# VBForums CodeBank > CodeBank - C# >  Disable Close Button and Prevent Form Being Moved

## jmcilhinney

VB version here.

*SystemMenuManager class* - This class allows you to remove the Move menu item from a form's system menu, thus rendering the form immovable.  It also allows you to disable, grey out or remove the Close menu item from the system menu, thus disabling the Close box (red X button) on the title bar.  Usage examples:
CSharp Code:
public partial class Form1 : Form
{
    SystemMenuManager menuManager;
     public Form1()
    {
        InitializeComponent();
         // Remove the Move menu item.
        this.menuManager = new SystemMenuManager(this, false);
    }
}

CSharp Code:
public partial class Form1 : Form
{
    SystemMenuManager menuManager;
     public Form1()
    {
        InitializeComponent();
         // Remove the Close menu item.
        this.menuManager = new SystemMenuManager(this, SystemMenuManager.MenuItemState.Removed);
    }
}

CSharp Code:
public partial class Form1 : Form
{
    SystemMenuManager menuManager;
     public Form1()
    {
        InitializeComponent();
         // Remove the Move menu item and grey out the Close menu item.
        this.menuManager = new SystemMenuManager(this, false, SystemMenuManager.MenuItemState.Greyed);
    }
}
Note that the system menu is the one that appears when you click the icon in the title bar of a form or you right-click the form's button in the Task Bar.

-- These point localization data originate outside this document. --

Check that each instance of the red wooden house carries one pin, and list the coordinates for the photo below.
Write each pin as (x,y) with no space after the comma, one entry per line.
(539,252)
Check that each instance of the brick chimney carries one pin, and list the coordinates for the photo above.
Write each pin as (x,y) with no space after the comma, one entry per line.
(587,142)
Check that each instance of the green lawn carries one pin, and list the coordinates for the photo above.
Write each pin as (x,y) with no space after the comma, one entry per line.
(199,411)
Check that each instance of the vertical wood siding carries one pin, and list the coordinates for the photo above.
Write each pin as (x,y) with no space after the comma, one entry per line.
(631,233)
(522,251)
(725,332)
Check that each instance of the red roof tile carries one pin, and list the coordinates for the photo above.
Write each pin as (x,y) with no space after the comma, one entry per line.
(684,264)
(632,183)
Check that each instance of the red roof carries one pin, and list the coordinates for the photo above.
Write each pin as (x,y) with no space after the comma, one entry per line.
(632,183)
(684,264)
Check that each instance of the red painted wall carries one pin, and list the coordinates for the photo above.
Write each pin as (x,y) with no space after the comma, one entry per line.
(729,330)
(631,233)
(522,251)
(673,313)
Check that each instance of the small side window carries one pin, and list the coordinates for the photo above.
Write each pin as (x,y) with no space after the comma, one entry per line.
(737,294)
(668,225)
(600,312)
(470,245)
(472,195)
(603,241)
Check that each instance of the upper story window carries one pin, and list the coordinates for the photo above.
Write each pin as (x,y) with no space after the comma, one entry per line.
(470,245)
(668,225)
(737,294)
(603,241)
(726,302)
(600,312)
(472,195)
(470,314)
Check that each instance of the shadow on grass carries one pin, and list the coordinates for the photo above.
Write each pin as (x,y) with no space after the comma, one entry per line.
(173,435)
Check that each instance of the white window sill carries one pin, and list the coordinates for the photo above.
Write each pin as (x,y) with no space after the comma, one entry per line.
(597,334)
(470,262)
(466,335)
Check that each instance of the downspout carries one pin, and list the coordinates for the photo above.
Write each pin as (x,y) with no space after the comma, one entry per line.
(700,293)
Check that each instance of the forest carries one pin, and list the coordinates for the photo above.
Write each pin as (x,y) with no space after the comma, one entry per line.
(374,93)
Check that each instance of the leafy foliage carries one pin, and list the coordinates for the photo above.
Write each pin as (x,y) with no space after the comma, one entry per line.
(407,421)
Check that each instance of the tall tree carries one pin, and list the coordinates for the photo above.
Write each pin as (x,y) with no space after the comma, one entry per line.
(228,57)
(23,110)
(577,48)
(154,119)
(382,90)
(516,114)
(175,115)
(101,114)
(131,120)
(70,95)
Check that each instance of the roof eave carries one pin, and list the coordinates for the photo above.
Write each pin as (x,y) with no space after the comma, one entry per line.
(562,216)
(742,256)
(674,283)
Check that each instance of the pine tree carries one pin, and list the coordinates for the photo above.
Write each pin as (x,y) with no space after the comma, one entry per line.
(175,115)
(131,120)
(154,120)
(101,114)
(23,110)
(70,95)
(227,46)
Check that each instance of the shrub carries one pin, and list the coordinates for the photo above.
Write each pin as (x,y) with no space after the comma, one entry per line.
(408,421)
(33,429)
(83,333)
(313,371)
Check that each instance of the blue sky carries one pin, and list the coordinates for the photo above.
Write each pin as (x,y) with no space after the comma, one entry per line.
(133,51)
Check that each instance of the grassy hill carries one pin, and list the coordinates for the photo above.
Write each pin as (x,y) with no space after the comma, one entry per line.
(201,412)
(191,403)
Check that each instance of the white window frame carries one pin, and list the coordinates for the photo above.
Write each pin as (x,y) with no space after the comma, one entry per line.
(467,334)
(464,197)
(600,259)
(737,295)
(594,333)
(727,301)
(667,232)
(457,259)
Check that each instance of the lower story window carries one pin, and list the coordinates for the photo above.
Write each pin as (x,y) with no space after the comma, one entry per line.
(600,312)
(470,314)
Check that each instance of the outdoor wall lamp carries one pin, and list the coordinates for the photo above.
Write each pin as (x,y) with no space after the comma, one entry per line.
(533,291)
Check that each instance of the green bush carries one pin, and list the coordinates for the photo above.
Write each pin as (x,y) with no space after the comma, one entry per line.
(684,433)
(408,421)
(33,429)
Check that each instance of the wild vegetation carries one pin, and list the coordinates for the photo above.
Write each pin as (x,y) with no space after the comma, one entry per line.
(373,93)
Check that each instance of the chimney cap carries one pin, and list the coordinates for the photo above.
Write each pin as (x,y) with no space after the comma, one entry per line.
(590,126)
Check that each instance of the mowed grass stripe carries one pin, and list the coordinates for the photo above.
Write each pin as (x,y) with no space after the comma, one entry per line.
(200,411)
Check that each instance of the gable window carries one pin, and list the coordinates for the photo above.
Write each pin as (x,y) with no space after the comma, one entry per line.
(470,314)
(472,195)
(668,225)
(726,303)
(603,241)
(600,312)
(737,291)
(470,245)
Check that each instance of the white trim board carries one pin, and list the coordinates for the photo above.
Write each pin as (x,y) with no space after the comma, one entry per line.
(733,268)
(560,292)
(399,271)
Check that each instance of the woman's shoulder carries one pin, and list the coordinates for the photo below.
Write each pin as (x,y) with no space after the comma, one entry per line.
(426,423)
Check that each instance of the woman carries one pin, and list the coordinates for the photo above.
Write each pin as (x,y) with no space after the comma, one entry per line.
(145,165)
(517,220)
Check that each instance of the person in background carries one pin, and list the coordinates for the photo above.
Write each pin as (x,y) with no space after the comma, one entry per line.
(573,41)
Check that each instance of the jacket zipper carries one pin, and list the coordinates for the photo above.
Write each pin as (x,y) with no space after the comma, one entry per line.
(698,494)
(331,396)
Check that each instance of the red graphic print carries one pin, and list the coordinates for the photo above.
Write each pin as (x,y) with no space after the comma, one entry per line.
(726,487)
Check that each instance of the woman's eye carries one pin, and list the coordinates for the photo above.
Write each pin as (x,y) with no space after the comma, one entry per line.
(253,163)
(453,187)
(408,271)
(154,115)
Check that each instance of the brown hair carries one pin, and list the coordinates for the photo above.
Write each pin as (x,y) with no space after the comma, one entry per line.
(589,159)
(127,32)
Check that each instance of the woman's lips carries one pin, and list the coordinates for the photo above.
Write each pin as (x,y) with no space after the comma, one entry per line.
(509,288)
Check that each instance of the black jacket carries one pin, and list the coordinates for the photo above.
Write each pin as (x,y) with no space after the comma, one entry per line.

*FormImmobiliser class* - Using the SystemMenuManager class to remove the Move menu item has no effect if the form's ControlBox property has been set to False.  The FormImmobiliser class will prevent a form being moved in all cases, though the Move menu item will still be present in the system menu and respond to clicks.  Usage example:
CSharp Code:
public partial class Form1 : Form
{
    FormImmobiliser immobiliser;
     public Form1()
    {
        InitializeComponent();
         // Prevent the form being moved.
        this.immobiliser = new FormImmobiliser(this);
    }
}
EDIT (8-Jan-2009): The FormImmobiliser class has been updated to make the code simpler and address a few issues with the old code.

----------


## jmcilhinney

The FormImmobiliser class has been updated to make the code simpler and address a few issues with the old code.

----------


## chat2learn

look here for a very easy solution for this issue. 

http://www.php24hours.com/c-sharp-ho...tton-t164.html

Best regards

----------


## Nightwalker83

Cool! This code could come in handy.

----------


## jmcilhinney

> look here for a very easy solution for this issue. 
> 
> http://www.php24hours.com/c-sharp-ho...tton-t164.html
> 
> Best regards


That's only a solution for certain situations because it removes the Minimize, Maximize and Help buttons too, as well as the system menu.

----------